Depuis ce moment, cahin-caha, la Russie
essaie d'émerger des ruines sanglantes de
l'Union Soviétique. Des hommes politiques,
forcément tous plus ou moins issus du système
communiste lui-même, tentent de
redonner à ce malheureux pays une existence
viable.
Toutefois, il ne faut pas négliger les
conséquences catastrophiques de soixante-dix
années du communisme le plus barbare.
Le saccage de la nature humaine a
été immense et profond. Il serait faux de
croire que le communisme n'aura été qu'un
bref intermède qui aurait laissé inaltérée
une nature russe supposée immuable.
Ces années ont ravagé les âmes comme
les corps, et il faudra au peuple russe des
années, peut-être même des siècles, pour
s'en guérir.
Le désespoir, le fatalisme, la peur, la corruption,
l'alcoolisme, etc.,
minent encore les efforts
de résurrection qui ont été
entrepris çà et là.
Dans cette destruction
de l'âme russe qui a été l'objet
principal du projet soviétique,
il faut compter au
premier chef l'enseignement
systématique de l'athéisme
et du matérialisme. Il ne
s'agit pas d'un vernis superficiel : trois ou
quatre générations ont été formées dans le
rejet de Dieu, du Christ et de son Église.

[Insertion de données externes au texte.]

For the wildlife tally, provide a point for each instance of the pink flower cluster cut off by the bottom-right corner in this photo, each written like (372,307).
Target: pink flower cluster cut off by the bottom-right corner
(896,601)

Mais, objectera-t-on, il existe aujourd'hui
une renaissance religieuse en Russie !
Les églises ouvrent de nouveau, certaines
sont reconstruites, les fidèles s'y pressent,
les baptêmes (y compris d'adultes) se multiplient,
beaucoup revendiquent publiquement
leur attachement au christianisme.
C'est vrai. Mais il ne faut pas se laisser
tromper par les apparences : si les structures (églises, clergé, etc.) tendent
à se reconstituer après des décennies de
persécution, il est douteux que la vie chrétienne
se réenracine massivement. Le christianisme,
une mémoire, une culture, une
tradition pour le peuple russe : sans doute !
Une foi vivante, une vie sacramentelle, une
pratique quotidienne : c'est beaucoup plus
contestable.
De plus et surtout, ce renouveau religieux
se fait dans le cadre de l'Église orthodoxe,
séparée de Rome depuis des siècles.
Certes, l'Église russe possède des trésors
spirituels respectables ;
mais ils ne sont plus vivifiés
par le puissant courant
de la grâce venant du centre
d'unité de l'Église. Pour
qu'elle renaisse vraiment, il
faut donc que « la Russie se
convertisse » à la foi chrétienne
complète.
Nous pouvons espérer
que le sang chrétien qui a
coulé par torrents durant la terreur communiste
sera le ferment d'une renaissance
authentique du peuple et de l'Église russes.
Des milliers de religieux et de fidèles
furent sauvagement torturés et assassinés,
non d'abord parce qu'ils étaient catholiques
ou orthodoxes, mais en haine de
Dieu, du Christ et de son Église. Daignent
ces témoins intercéder pour la terre russe !
Le sang des martyrs, « semence de
chrétiens » (Tertullien) laisse espérer une
renaissance complète, donc catholique.